Johnson was prepared to fly to Guatemala when he got a message from the U.S. Embassy in Guatemala City that his wife, Liz, a leader on the expedition, had died, Swain said. Liz Johnson died at 3:15 a.m. Monday, said William Diaz, general manager of Hospital El Pilar in Guatemala City.

Johnson decided to stay in Utah, where he remained in mourning Monday.

"There's not a thing he can do at this point. We're working with the U.S. Embassy to have all of the arrangements made for the repatriation of those who are deceased, and medical flights for those living," Swain said.

The embassy did not immediately return calls seeking comment.

CHOICE Humanitarian is aimed at helping people in poverty around the world improve their own lives. CHOICE stands for the Center for Humanitarian Outreach and Inter-Cultural Exchange.
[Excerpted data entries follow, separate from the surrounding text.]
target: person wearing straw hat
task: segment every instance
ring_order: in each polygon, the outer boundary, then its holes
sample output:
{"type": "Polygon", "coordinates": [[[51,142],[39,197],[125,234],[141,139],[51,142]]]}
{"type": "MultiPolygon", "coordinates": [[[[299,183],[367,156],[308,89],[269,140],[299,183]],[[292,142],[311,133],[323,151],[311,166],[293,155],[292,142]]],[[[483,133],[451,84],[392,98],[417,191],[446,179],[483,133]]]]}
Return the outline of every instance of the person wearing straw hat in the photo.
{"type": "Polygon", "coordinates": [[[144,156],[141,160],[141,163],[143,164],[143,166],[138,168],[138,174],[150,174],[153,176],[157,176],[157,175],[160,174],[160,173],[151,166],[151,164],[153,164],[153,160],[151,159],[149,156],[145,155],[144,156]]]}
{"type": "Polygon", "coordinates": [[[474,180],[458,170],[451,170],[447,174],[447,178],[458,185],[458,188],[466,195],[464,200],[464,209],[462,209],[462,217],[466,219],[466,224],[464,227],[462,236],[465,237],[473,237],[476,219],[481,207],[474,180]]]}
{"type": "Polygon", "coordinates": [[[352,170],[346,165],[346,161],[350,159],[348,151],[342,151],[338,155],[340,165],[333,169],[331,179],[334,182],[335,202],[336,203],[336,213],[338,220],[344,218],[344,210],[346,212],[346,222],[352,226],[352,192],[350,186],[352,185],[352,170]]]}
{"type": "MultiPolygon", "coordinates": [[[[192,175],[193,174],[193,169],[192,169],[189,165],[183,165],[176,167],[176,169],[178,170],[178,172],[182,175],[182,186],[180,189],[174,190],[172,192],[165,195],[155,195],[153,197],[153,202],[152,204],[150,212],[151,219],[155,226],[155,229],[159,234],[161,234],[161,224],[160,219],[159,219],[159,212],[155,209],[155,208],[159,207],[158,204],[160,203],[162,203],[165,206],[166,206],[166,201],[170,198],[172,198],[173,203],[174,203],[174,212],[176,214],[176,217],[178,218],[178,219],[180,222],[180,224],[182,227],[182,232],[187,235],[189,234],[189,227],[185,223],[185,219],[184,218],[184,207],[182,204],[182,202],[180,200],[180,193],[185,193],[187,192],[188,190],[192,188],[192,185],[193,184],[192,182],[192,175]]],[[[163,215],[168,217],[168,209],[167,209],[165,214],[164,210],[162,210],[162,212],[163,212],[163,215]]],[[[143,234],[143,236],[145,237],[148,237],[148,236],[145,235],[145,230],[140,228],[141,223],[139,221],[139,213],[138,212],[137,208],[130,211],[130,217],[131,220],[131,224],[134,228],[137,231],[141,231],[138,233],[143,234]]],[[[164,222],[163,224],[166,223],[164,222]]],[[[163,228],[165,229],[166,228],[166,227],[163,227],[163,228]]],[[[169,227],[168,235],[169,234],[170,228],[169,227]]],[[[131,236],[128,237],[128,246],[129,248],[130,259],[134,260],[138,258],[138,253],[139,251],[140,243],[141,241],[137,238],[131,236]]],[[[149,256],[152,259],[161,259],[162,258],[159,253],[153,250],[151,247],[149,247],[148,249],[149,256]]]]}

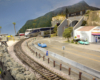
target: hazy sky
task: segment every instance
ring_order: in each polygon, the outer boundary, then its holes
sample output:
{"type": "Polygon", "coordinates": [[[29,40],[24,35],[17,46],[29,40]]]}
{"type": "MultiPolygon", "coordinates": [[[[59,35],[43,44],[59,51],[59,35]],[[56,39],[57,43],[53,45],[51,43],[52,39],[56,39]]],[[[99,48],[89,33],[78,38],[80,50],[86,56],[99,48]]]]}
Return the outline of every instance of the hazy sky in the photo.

Volunteers pay their own way
The group relies on help from volunteers who pay their own way on trips to countries including Guatemala, Mexico, Bolivia, Nepal and Kenya. The volunteers on the flight that crashed were on their way to a Guatemalan town called Sepamac.

Among the dead were Roger Jensen and his son, Zachary, of Amery, Wis. A daughter, Sarah Jensen, 19, suffered minor cuts and bruises and survived along with her mother, April, who had burns and contusions, Sarah Jensen told the AP in a brief hospital interview.
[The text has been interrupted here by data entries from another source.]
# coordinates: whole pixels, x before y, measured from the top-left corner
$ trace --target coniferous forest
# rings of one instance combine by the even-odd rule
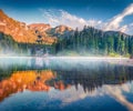
[[[37,40],[38,41],[38,40]],[[133,37],[119,31],[102,31],[91,27],[75,29],[69,34],[58,37],[52,44],[20,43],[11,36],[0,33],[0,52],[21,56],[133,56]]]

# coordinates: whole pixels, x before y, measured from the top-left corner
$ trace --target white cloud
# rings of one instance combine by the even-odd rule
[[[64,24],[73,29],[79,28],[81,30],[84,26],[90,26],[104,31],[114,30],[133,34],[133,23],[121,24],[125,17],[133,14],[133,3],[125,8],[123,12],[104,22],[102,20],[94,19],[85,20],[64,10],[40,9],[40,11],[43,13],[44,22],[50,23],[52,27]]]
[[[65,24],[73,29],[75,28],[82,29],[84,26],[99,27],[100,24],[102,24],[101,20],[93,20],[93,19],[85,20],[74,14],[70,14],[64,10],[54,10],[54,9],[50,9],[50,10],[40,9],[40,10],[43,12],[45,22],[49,22],[53,27]]]
[[[123,19],[127,16],[133,14],[133,3],[124,9],[122,13],[113,17],[106,24],[105,30],[120,30],[125,32],[129,29],[129,26],[121,26]]]

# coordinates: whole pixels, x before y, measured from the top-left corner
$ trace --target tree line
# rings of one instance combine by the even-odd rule
[[[75,51],[79,54],[133,56],[133,37],[84,27],[82,31],[76,29],[73,34],[59,39],[55,52],[64,50]]]

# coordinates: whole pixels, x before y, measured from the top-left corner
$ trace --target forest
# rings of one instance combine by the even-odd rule
[[[38,41],[38,40],[37,40]],[[117,31],[108,31],[84,27],[79,31],[75,29],[70,34],[58,37],[53,44],[44,43],[20,43],[11,36],[0,33],[0,53],[20,56],[109,56],[132,57],[133,36]]]

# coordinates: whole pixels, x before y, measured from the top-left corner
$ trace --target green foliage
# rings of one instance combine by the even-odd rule
[[[63,50],[71,50],[79,54],[129,57],[129,54],[133,56],[133,37],[84,27],[82,31],[76,29],[70,37],[58,41],[55,52]]]

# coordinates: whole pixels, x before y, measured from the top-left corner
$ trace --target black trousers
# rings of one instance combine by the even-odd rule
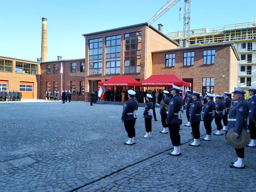
[[[242,148],[241,149],[237,149],[235,148],[236,152],[237,155],[237,157],[239,158],[244,158],[244,148]]]
[[[255,122],[253,122],[251,120],[249,120],[249,125],[248,126],[250,131],[250,138],[251,139],[256,139],[256,127]]]
[[[152,118],[145,118],[145,128],[146,128],[146,132],[148,133],[152,132],[152,123],[151,120]]]
[[[168,125],[165,123],[165,121],[166,121],[167,118],[167,113],[163,113],[161,115],[161,121],[162,121],[162,125],[163,125],[163,127],[168,127]]]
[[[170,131],[170,138],[172,141],[172,146],[179,147],[181,145],[180,135],[180,132],[179,123],[169,124],[168,125],[169,131]]]
[[[187,115],[187,121],[189,122],[189,109],[186,110],[186,115]]]
[[[136,120],[130,121],[124,120],[123,121],[125,130],[127,132],[128,137],[129,138],[132,138],[134,136],[135,136],[135,128],[134,128],[134,126],[135,126],[136,121]]]
[[[215,123],[216,123],[216,125],[217,126],[217,130],[219,131],[222,129],[221,120],[222,120],[222,117],[216,117],[214,120]]]
[[[200,138],[200,121],[193,121],[193,123],[191,124],[192,131],[194,134],[194,139],[198,139]]]
[[[205,120],[204,121],[204,128],[206,130],[206,134],[211,135],[212,135],[212,122],[213,119]]]
[[[227,115],[228,115],[228,113],[226,112],[226,113],[223,116],[222,119],[223,120],[223,124],[224,126],[227,126]]]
The Guatemalans who died in crash include pilot Fernando Estrada; co-pilot Monica Bonilla; and two CHOICE Humanitarian representatives in Guatemala, Javier Rabanales and Walfred de Rabanales, according to civil aviation authorities and Swain.

Utah businessman Dan Liljenquist survived the crash with a broken right leg and broken left ankle.
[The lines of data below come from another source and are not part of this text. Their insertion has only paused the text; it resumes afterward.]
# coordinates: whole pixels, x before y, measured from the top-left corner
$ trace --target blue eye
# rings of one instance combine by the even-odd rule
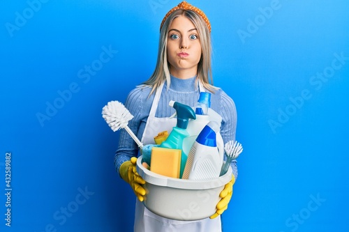
[[[172,35],[170,36],[170,38],[173,39],[173,40],[177,40],[177,38],[179,38],[179,36],[178,36],[178,35],[176,35],[176,34],[172,34]]]
[[[191,35],[191,36],[189,36],[189,38],[191,38],[191,40],[196,40],[198,38],[198,36]]]

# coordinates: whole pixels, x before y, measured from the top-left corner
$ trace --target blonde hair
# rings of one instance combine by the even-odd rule
[[[198,64],[198,73],[195,83],[200,80],[205,88],[211,93],[216,89],[213,86],[212,73],[211,69],[211,35],[207,24],[197,13],[191,10],[179,9],[174,10],[168,16],[163,23],[160,31],[160,39],[158,45],[158,59],[156,66],[152,75],[143,82],[140,86],[152,87],[150,95],[165,80],[168,88],[170,84],[170,74],[169,63],[168,62],[167,44],[168,37],[168,28],[173,20],[177,17],[184,15],[189,19],[199,33],[201,44],[201,58]]]

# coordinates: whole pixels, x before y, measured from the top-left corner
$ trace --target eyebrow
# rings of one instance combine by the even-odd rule
[[[177,29],[170,29],[170,30],[168,31],[168,32],[170,32],[170,31],[177,31],[177,32],[178,32],[178,33],[181,33],[181,31],[179,31],[179,30],[177,30]],[[192,29],[188,30],[188,32],[193,31],[198,31],[198,29],[195,29],[195,28],[193,28],[193,29]]]

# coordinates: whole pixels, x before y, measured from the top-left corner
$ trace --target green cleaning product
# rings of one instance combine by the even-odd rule
[[[195,119],[196,116],[194,110],[186,105],[174,101],[170,101],[169,105],[176,109],[177,125],[172,128],[166,140],[160,144],[160,147],[181,150],[181,171],[179,174],[179,178],[181,178],[188,157],[188,153],[184,153],[182,150],[183,140],[189,136],[186,130],[189,119]]]

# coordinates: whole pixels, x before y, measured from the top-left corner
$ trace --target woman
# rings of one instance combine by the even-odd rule
[[[143,144],[154,144],[154,137],[158,132],[170,130],[176,125],[176,118],[169,118],[174,113],[174,109],[168,106],[170,100],[193,107],[200,91],[211,93],[211,107],[223,118],[221,134],[224,142],[235,140],[237,116],[234,102],[224,91],[210,84],[210,32],[211,25],[206,15],[185,1],[165,16],[161,25],[155,71],[147,81],[129,93],[125,104],[134,116],[128,126]],[[135,169],[138,153],[138,148],[132,138],[121,130],[114,162],[116,169],[131,185],[140,200],[136,201],[135,231],[221,231],[220,215],[227,208],[237,176],[235,161],[231,163],[232,181],[225,186],[216,213],[199,221],[177,221],[152,213],[140,202],[145,190],[141,186],[144,180]]]

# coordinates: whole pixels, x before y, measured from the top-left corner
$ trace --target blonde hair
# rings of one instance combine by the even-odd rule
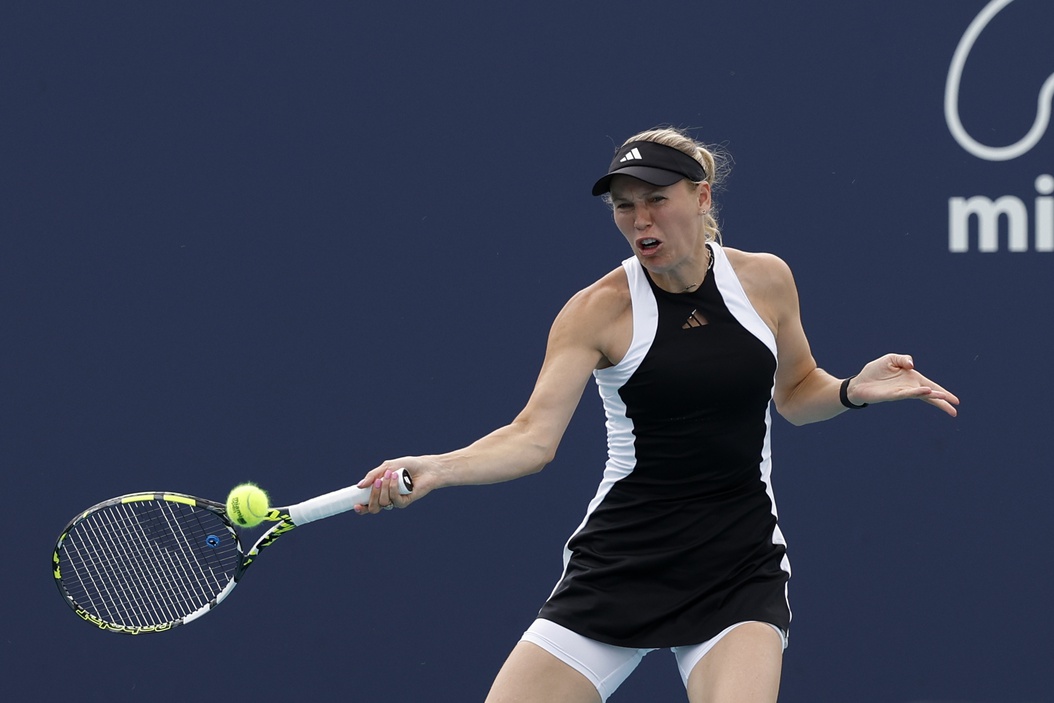
[[[730,170],[731,159],[717,147],[704,144],[689,137],[686,132],[675,126],[657,126],[635,134],[626,139],[623,147],[631,141],[653,141],[663,147],[670,147],[684,152],[703,165],[706,173],[705,182],[710,184],[710,211],[703,216],[703,232],[707,241],[721,243],[721,228],[717,220],[717,200],[714,191],[724,182]],[[609,200],[609,198],[607,198]]]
"There were farmers in the field where they crashed. They pulled my husband out of the plane 30 seconds before the plane exploded," Brooke Liljenquist told the AP in a telephone interview from her home in Bountiful, Utah.

"He has constant pain he says he can deal with. He's just grateful to be alive," she said.

Kind words for victims
Dan Liljenquist is chief operating officer of Focus Services of Roy, Utah, which handles customer service calls for other companies. Brooke Liljenquist said the crash killed four employees of his company, two from Utah and two from another call center in Cedar Falls, Iowa.

The other U.S. passengers who died were Cody Odekirk; John Carter; Jeff Reppe and Lydia Silvia, according to Guatemala's civil aviation authority, which didn't list their hometowns. Swain declined to provide that information.

Roger Jensen, 48, was the maintenance manager at Smyth Companies in St. Paul, Minn., for 12 years, Chief Executive Officer John Hickey said Monday.

"He did everything. He was a carpenter. A multipurpose utility player. He was a very popular employee, forever upbeat," Hickey said. "He was very giving. I think he was in Africa last year."

Hickey said Jensen helped pay for his family's trip by recovering copper pipe from a facility being closed by the company, which prints consumer product labels.

"We thought the world of this guy," he said. "He was just a bright light in the company."